Kepincut Wanita Garut, Habib Keturunan Yaman Memilih Tinggal di Kaki Gunung 'Paling Nikmat di Sini'
Habib keturunan Yaman di Garut pilih tinggal di kaki gunung karena merasa nikmat dan nyaman.
Habib keturunan Yaman di Garut pilih tinggal di kaki gunung karena merasa nikmat dan nyaman.
Kepincut Wanita Garut, Habib Keturunan Yaman Memilih Tinggal di Kaki Gunung 'Paling Nikmat di Sini'
Pernah berkeliling ke beberapa kota tak membuat Habib asal Yaman ini merasa nyaman.
Justru ia mendapat momen tak terduga hingga memutuskan untuk tinggal di pedesaan.
Melansir dari YouTube SinggaSana Kita, Senin (24/6) Habib tersebut mengaku awalnya dikenalkan dengan seorang wanita Garut.
Karena kepincut, ia pun langsung melamar wanita tersebut sampai akhirnya menikah.
"Enggak tahu tiba-tiba ke sini. Dikenalinlah sama salah satu perempuan. Habis komunikasi tiba-tiba ke sini dikenalin sama salah satu perempuan," kata Habib.
"Tiba-tiba hari Minggu kita ke sini ngelamar ke bapaknya, hari Jumat kita nikah langsung. Barokahnya kita ke sini," lanjutnya.
Menurut pengakuannya, keinginan untuk tinggal di gunung dan sepi menjadi impiannya sejak lama. Sampai akhirnya, keinginan itu menjadi kenyataan.
"Masih saya dulu nakal-nakal pernah saya cerita. Besok kalau saya sudah jadi orang, itu saya tinggalnya di gunung punya istri yang enggak ngerti apa-apa.

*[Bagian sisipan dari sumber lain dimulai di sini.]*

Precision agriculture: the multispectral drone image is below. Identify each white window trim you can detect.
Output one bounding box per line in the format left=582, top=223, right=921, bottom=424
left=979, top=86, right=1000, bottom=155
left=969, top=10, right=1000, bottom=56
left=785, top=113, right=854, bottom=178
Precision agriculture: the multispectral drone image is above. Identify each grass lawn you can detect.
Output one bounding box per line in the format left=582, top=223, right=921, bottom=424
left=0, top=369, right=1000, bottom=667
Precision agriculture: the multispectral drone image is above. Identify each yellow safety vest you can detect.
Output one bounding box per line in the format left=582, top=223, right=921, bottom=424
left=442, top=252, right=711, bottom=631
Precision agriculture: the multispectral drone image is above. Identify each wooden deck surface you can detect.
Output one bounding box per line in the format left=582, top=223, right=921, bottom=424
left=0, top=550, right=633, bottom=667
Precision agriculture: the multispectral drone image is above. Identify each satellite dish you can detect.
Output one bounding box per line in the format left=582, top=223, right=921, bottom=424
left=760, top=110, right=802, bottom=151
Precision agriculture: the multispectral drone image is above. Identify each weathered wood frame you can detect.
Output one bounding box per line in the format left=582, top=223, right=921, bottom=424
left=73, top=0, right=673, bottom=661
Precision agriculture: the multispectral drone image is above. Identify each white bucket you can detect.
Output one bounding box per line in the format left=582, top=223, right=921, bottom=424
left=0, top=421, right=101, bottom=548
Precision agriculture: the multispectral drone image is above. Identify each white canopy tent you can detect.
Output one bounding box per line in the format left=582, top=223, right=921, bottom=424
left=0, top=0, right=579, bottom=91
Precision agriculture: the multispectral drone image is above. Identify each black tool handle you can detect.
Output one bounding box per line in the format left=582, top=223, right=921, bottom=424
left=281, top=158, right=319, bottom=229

Kejadian," sambungnya.
Saat ini Habib bersama rekan-rekannya mendirikan majelis di kaki gunung Garut.
Tujuannya tak lain untuk membantu orang-orang yang ingin memperdalam agama.
"Ini teman-teman yang bikin bukan kita. Yang penting bareng-bareng aja, bikin majelis sholawat sama rotib. Tapi punya teman-teman semua. Ya ngaji, ngopi, rokok," ucapnya lagi.
Menurut silsilahnya, orang tua Habib berasal dari Yaman dan Pakistan. Sang kakek pindah ke Indonesia sejak 1971.
Namun karena adanya kebijakan dari Soeharto yang mengharuskan orang asing di kota, maka keluarganya kini banyak yang berada di kota.
"Bapak saya ini Yaman, Umi Pakistan. Tinggal di Indonesia. Kakek saya yang datang ke Indonesia, Umi saya kelahiran Indonesia. Pindah ke Indonesia 1971."
"Dulu sebelum 1971 itu kakek-kakek kita sudah di Indonesia. Tapi diwajibkan sama Pak Soeharto tahun 71 warga asing di perkotaan. Karena memang tahun 71 itu ada perjanjian sama Pak Soeharto harus kota semua," tambahnya.
Sejak kecil ia terbiasa pergi jauh dari keluarga. Bahkan ia pernah beberapa kali pindah kota sampai akhirnya memilih untuk menetap di Garut.
"Sudah bosan di mana-mana sudah cukup. Saya sejak kelas 2 SD enggak pulang-pulang. Dulu saya di pondok pesantren, pulangnya pas lebaran aja. Sampai SMA hidup di Bali, Jakarta, Lampung, Palembang, tapi yang paling nikmat di sini," tuturnya.